Task-Centric Acceleration of Small-Language Models
Dor Tsur, Sharon Adar, Ran Levy

TL;DR
This paper introduces TASC, a framework for accelerating small language models through vocabulary enrichment and speculative decoding, improving efficiency in low-variability tasks without sacrificing performance.
Contribution
The paper presents TASC, a novel task-adaptive compression framework with two methods: TASC-ft for fine-tuning with expanded vocabularies and TASC-spec for inference acceleration without extra training.
Findings
TASC-ft improves fine-tuning efficiency by vocabulary enrichment.

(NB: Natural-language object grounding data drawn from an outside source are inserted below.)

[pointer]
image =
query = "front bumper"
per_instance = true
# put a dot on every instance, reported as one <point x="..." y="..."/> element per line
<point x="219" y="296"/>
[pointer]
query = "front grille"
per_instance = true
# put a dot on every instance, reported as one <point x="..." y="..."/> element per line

TASC-spec accelerates inference without additional training.
Both methods maintain task performance across multiple tasks.
Abstract
Small language models (SLMs) have emerged as efficient alternatives to large language models for task-specific applications. However, they are often employed in high-volume, low-latency settings, where efficiency is crucial. We propose TASC, Task-Adaptive Sequence Compression, a framework for SLM acceleration comprising two use-cases: When performing SLM fine-tuning, we propose TASC-ft, which iteratively enriches the tokenizer vocabulary with high-frequency output n-grams and then fine-tunes the model to utilize the expanded vocabulary. Next, we propose an inference-time method, termed TASC-spec. TASC-spec is a lightweight, training-free speculative decoding method that constructs an n-gram draft model from the task's output corpus, mixing task and context n-gram information.TASC-spec avoids any additional training, while bypassing draft-target vocabulary alignment constraints. We…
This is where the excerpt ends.